Lockheed signs deal with EEStor
Lockheed Martin has signed a deal with EEStor to try to integrate the ultracapacitor start-up's electrical energy storage units into the defense contractor's products.
Financial terms of the agreement, announced Wednesday, were not disclosed.
EEStor is developing a ceramic battery chemistry that could provide 10 times the energy density of lead acid batteries at about a tenth of the weight and volume, according to Lockheed. A Lockheed spokesman said the company is interested in energy storage systems a soldier can carry, but also car batteries and energy systems for remote buildings.
Lockheed will spend most of the year evaluating samples it gets from EEStor and, if all goes well, it can start incorporating them into products. EEStor will begin to conduct qualification testing and mass production of the units in late 2008. As part of the contract, Lockheed will have the exclusive right to use EEStor products in the homeland security market.
The company also announced that former Dell Chairman Mort Topfer has joined its board. Last year, it was reported that Topfer left the board. The Toronto Star broke that story. (I wrote a story repeating what the Star said, citing the newspaper.) Reporter Tyler Hamilton says that Topfer did leave, but is now rejoining.
This marks another unexpected turn in the EEStor saga. The company has devised an energy storage device that it says can change the battery industry. Zenn Motors of Canada is an investor and wants to incorporate the batteries into its cars. Kleiner Perkins Caufield & Byers is said to be an investor.
EEStor, however, doesn't say a lot. In fact, the company rarely gives statements or issues releases, though it's one of the favorite topics of debate in the clean-tech world. For instance, EEStor didn't say it will begin qualification and testing on the battery units that are part of this deal. Lockheed did, in its own release (which, incidentally, doesn't include quotes from EEStor). EEStor didn't put a release out on the deal, though it put one out on Topfer.

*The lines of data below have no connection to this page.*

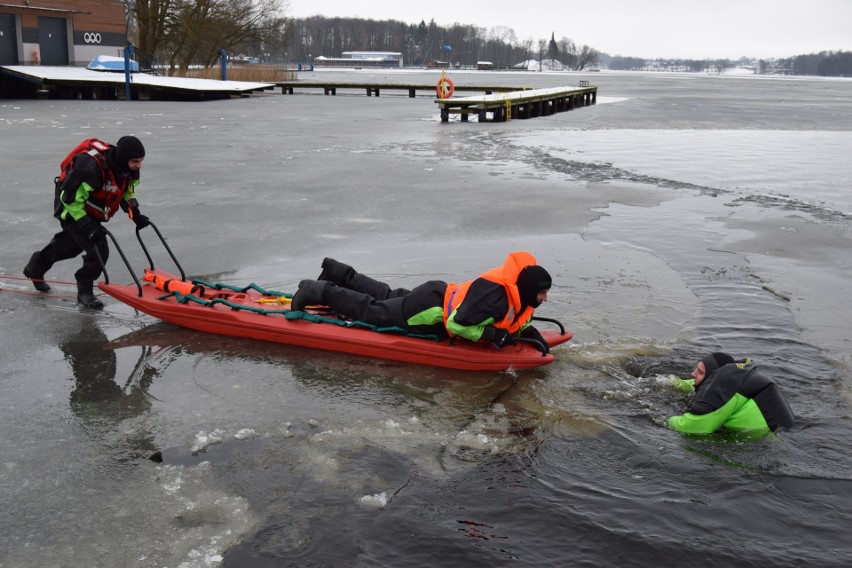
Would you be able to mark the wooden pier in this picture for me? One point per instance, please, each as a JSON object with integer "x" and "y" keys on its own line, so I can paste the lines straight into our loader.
{"x": 374, "y": 89}
{"x": 518, "y": 104}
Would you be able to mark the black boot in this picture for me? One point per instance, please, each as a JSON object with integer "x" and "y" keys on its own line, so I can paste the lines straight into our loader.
{"x": 33, "y": 273}
{"x": 86, "y": 295}
{"x": 310, "y": 292}
{"x": 336, "y": 272}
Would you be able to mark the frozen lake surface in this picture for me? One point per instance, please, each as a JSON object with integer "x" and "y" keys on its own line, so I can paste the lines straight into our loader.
{"x": 688, "y": 214}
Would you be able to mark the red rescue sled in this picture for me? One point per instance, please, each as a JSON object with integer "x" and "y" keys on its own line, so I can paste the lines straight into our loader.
{"x": 246, "y": 313}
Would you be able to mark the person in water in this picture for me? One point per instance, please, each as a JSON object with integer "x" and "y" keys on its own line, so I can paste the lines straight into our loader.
{"x": 497, "y": 306}
{"x": 734, "y": 395}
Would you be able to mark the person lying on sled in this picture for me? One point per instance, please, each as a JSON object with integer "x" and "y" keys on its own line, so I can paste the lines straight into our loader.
{"x": 734, "y": 395}
{"x": 497, "y": 306}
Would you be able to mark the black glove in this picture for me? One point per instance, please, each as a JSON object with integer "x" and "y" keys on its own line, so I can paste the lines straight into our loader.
{"x": 141, "y": 221}
{"x": 90, "y": 230}
{"x": 501, "y": 337}
{"x": 532, "y": 333}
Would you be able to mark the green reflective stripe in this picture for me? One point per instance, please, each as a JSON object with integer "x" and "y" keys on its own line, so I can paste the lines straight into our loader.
{"x": 430, "y": 316}
{"x": 77, "y": 209}
{"x": 739, "y": 413}
{"x": 473, "y": 332}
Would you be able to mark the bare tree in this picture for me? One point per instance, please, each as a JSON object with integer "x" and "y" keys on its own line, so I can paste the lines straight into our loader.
{"x": 587, "y": 56}
{"x": 186, "y": 32}
{"x": 152, "y": 21}
{"x": 568, "y": 51}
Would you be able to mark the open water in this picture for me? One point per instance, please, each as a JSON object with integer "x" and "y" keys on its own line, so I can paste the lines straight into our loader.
{"x": 682, "y": 214}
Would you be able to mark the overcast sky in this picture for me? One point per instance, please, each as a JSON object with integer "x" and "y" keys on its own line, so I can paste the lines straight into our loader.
{"x": 696, "y": 29}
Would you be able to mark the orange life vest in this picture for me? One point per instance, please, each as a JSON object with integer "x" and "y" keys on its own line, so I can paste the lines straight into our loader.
{"x": 507, "y": 276}
{"x": 103, "y": 202}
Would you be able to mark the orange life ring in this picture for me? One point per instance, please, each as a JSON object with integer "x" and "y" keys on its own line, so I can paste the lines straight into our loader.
{"x": 445, "y": 88}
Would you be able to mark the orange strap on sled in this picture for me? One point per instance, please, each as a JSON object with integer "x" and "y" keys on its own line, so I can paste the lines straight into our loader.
{"x": 171, "y": 285}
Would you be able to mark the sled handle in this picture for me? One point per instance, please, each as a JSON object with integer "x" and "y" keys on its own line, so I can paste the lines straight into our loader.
{"x": 124, "y": 258}
{"x": 165, "y": 244}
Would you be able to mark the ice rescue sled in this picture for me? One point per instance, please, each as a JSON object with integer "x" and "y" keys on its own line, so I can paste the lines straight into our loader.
{"x": 255, "y": 313}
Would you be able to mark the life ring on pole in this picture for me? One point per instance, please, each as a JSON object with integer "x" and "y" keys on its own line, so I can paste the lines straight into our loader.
{"x": 445, "y": 88}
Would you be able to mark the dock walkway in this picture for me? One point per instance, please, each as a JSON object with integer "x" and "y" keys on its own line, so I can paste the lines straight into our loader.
{"x": 518, "y": 104}
{"x": 374, "y": 89}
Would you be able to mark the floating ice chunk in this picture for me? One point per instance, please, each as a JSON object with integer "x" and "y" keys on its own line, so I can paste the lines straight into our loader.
{"x": 244, "y": 433}
{"x": 203, "y": 440}
{"x": 378, "y": 501}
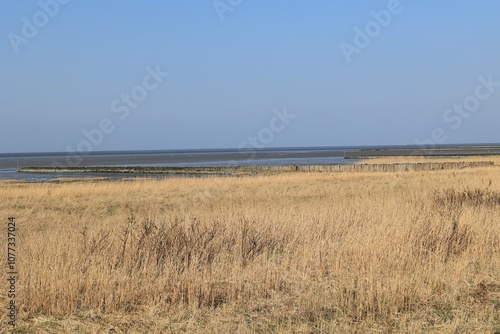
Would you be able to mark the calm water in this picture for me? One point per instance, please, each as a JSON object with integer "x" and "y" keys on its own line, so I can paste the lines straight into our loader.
{"x": 274, "y": 157}
{"x": 186, "y": 158}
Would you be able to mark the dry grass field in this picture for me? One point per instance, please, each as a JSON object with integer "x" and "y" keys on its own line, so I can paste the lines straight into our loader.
{"x": 406, "y": 252}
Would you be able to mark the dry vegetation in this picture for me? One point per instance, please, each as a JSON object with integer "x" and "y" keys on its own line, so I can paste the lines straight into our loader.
{"x": 298, "y": 252}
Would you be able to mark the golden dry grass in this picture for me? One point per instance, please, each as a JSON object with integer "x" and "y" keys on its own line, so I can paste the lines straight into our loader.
{"x": 296, "y": 252}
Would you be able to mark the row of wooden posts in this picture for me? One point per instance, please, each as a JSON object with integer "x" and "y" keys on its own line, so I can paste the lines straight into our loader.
{"x": 397, "y": 167}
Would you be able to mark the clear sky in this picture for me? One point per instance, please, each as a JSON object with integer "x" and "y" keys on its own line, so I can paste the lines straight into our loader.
{"x": 378, "y": 72}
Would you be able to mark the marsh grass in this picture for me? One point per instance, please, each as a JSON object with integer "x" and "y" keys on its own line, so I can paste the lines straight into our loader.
{"x": 401, "y": 252}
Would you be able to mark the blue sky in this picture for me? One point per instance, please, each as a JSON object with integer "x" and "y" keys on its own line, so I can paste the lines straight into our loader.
{"x": 226, "y": 76}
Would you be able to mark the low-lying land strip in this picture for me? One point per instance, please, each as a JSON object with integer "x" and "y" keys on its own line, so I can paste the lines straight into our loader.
{"x": 399, "y": 252}
{"x": 242, "y": 170}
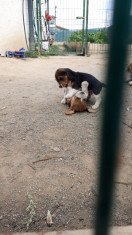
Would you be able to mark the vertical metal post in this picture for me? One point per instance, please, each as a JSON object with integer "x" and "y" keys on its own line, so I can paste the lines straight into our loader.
{"x": 37, "y": 14}
{"x": 48, "y": 11}
{"x": 86, "y": 30}
{"x": 83, "y": 26}
{"x": 40, "y": 25}
{"x": 31, "y": 30}
{"x": 112, "y": 111}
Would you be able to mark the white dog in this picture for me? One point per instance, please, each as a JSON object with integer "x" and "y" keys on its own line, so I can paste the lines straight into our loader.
{"x": 70, "y": 92}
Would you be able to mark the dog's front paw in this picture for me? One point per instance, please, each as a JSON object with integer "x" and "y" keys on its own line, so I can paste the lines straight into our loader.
{"x": 63, "y": 101}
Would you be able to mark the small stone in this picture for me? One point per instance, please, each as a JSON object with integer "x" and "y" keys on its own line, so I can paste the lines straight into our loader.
{"x": 56, "y": 149}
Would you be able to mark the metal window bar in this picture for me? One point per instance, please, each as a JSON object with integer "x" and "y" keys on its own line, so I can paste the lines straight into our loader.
{"x": 111, "y": 123}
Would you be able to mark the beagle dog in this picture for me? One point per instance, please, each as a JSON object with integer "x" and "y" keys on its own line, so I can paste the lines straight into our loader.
{"x": 68, "y": 78}
{"x": 77, "y": 100}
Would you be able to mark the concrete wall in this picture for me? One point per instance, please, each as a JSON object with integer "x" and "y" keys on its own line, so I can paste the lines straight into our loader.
{"x": 11, "y": 25}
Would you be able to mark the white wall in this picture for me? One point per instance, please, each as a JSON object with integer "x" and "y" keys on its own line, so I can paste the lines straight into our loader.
{"x": 11, "y": 25}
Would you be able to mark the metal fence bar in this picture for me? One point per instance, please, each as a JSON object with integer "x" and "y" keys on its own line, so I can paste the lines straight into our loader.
{"x": 112, "y": 110}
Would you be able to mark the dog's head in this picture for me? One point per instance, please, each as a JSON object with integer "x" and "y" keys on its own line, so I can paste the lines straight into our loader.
{"x": 66, "y": 77}
{"x": 129, "y": 68}
{"x": 62, "y": 78}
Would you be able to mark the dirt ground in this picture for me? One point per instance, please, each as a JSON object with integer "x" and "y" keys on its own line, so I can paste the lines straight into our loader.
{"x": 33, "y": 127}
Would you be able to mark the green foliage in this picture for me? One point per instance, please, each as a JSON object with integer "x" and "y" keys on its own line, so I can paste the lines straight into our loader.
{"x": 101, "y": 36}
{"x": 31, "y": 209}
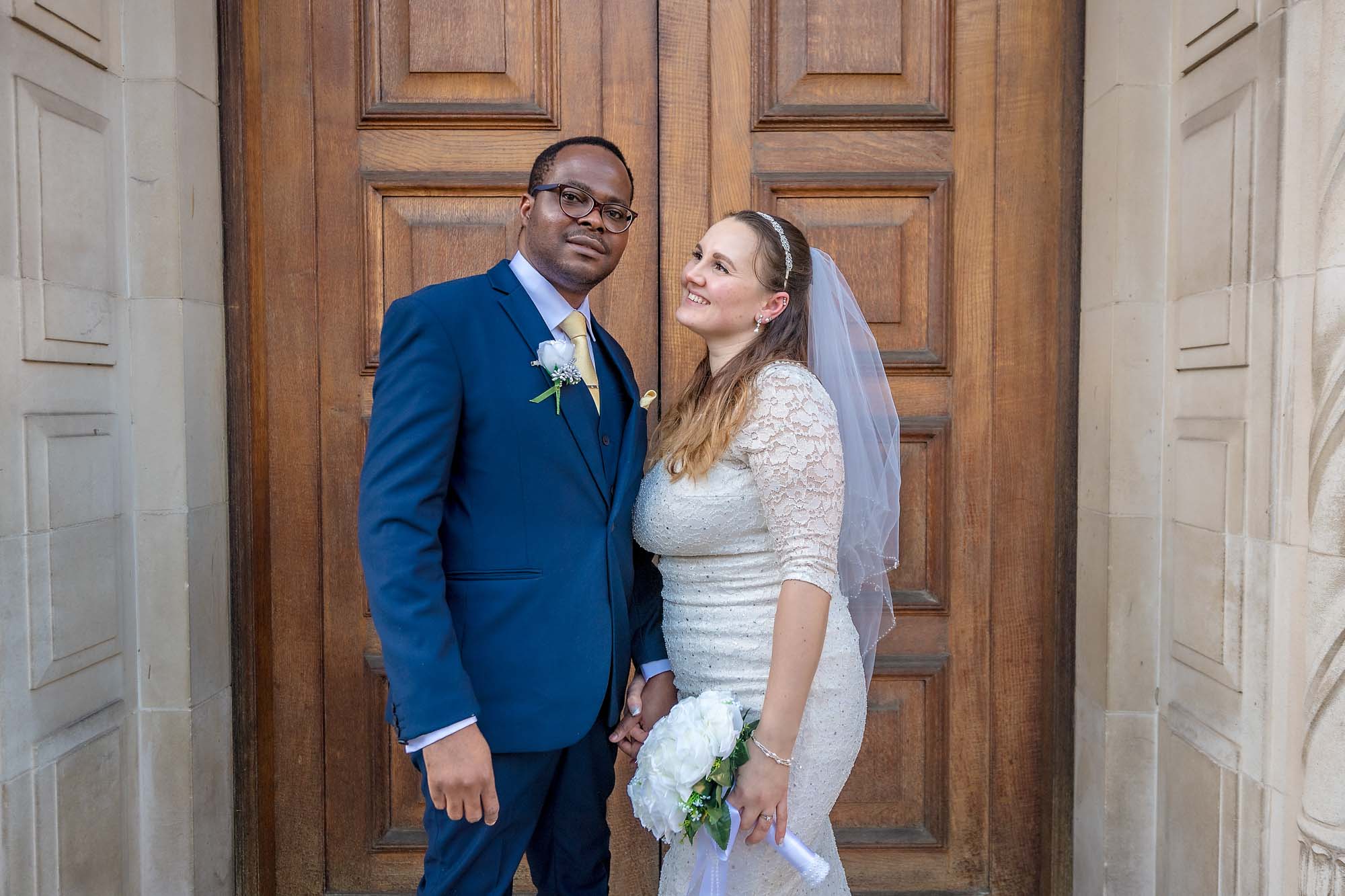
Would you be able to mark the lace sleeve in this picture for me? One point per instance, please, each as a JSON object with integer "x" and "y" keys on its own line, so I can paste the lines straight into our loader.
{"x": 793, "y": 446}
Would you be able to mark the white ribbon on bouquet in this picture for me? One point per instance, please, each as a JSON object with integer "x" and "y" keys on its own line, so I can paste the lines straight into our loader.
{"x": 711, "y": 874}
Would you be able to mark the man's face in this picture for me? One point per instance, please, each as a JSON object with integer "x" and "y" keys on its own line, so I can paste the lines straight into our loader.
{"x": 576, "y": 255}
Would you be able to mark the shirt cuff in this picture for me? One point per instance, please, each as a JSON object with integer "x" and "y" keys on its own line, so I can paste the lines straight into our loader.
{"x": 657, "y": 667}
{"x": 426, "y": 740}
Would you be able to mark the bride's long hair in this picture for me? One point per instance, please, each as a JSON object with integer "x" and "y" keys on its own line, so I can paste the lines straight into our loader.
{"x": 712, "y": 409}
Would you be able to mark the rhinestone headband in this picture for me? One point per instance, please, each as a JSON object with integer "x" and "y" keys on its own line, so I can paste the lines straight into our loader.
{"x": 785, "y": 244}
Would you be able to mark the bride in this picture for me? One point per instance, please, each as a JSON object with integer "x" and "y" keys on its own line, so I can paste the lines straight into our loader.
{"x": 771, "y": 499}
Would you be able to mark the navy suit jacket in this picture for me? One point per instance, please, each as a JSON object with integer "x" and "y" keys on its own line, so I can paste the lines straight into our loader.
{"x": 496, "y": 534}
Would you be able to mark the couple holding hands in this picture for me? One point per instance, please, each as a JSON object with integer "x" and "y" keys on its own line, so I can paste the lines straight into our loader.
{"x": 523, "y": 551}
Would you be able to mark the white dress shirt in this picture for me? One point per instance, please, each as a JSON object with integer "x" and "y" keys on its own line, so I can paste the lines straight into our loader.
{"x": 555, "y": 309}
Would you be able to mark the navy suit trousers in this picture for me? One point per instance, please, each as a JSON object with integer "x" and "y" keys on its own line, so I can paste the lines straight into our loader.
{"x": 553, "y": 806}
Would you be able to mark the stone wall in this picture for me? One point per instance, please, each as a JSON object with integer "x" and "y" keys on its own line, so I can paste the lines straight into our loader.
{"x": 1315, "y": 244}
{"x": 115, "y": 701}
{"x": 1196, "y": 400}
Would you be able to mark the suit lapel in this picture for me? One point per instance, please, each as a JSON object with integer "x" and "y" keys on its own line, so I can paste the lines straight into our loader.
{"x": 576, "y": 407}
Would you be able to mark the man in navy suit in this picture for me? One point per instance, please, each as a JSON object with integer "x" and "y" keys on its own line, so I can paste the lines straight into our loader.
{"x": 496, "y": 534}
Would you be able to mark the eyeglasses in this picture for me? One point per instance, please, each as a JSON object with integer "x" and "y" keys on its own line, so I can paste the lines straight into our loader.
{"x": 578, "y": 204}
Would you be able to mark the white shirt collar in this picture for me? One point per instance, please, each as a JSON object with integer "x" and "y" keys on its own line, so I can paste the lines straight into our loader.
{"x": 551, "y": 304}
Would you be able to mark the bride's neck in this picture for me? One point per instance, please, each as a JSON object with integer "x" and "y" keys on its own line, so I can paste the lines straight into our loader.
{"x": 723, "y": 353}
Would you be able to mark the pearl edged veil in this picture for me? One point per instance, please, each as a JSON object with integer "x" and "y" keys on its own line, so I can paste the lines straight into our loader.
{"x": 845, "y": 357}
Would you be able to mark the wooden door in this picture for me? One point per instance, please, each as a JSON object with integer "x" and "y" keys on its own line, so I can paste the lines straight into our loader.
{"x": 376, "y": 146}
{"x": 921, "y": 143}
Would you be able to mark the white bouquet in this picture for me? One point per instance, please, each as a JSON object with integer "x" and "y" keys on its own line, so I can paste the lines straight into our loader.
{"x": 685, "y": 771}
{"x": 687, "y": 767}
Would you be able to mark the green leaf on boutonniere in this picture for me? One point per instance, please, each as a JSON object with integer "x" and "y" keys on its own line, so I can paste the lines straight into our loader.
{"x": 553, "y": 391}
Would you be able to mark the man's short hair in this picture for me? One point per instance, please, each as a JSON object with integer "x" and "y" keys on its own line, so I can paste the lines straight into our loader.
{"x": 545, "y": 159}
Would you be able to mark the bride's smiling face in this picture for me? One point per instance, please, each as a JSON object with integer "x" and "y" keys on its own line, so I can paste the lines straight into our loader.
{"x": 722, "y": 292}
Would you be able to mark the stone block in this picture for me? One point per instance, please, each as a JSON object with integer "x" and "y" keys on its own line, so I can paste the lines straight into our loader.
{"x": 1133, "y": 614}
{"x": 1136, "y": 408}
{"x": 154, "y": 190}
{"x": 1096, "y": 389}
{"x": 1130, "y": 787}
{"x": 1090, "y": 797}
{"x": 1143, "y": 194}
{"x": 163, "y": 610}
{"x": 1101, "y": 194}
{"x": 166, "y": 801}
{"x": 205, "y": 412}
{"x": 197, "y": 46}
{"x": 200, "y": 201}
{"x": 158, "y": 404}
{"x": 151, "y": 40}
{"x": 208, "y": 589}
{"x": 213, "y": 797}
{"x": 1091, "y": 589}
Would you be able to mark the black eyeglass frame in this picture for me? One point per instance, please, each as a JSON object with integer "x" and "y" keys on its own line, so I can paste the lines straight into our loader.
{"x": 594, "y": 204}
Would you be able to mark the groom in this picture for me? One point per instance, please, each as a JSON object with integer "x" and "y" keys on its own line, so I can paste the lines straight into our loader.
{"x": 496, "y": 536}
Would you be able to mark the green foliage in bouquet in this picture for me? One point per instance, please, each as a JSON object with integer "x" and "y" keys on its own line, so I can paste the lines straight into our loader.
{"x": 707, "y": 805}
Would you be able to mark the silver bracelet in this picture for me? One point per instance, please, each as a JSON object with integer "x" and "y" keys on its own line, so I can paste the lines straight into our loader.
{"x": 765, "y": 749}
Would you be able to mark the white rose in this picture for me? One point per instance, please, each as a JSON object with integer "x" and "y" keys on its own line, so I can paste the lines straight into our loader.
{"x": 657, "y": 805}
{"x": 722, "y": 720}
{"x": 555, "y": 354}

Some people who have visited the company's facilities or reviewed its patents have come away believers. Others have become skeptics. EEStor had hoped to come out with products in 2007 but was forced to delay.
The Lockheed deal gives the company a shot of credibility. Critics, though, will likely remain skeptical until they see the devices. Defense contractors, after all, sign lots of deals like this.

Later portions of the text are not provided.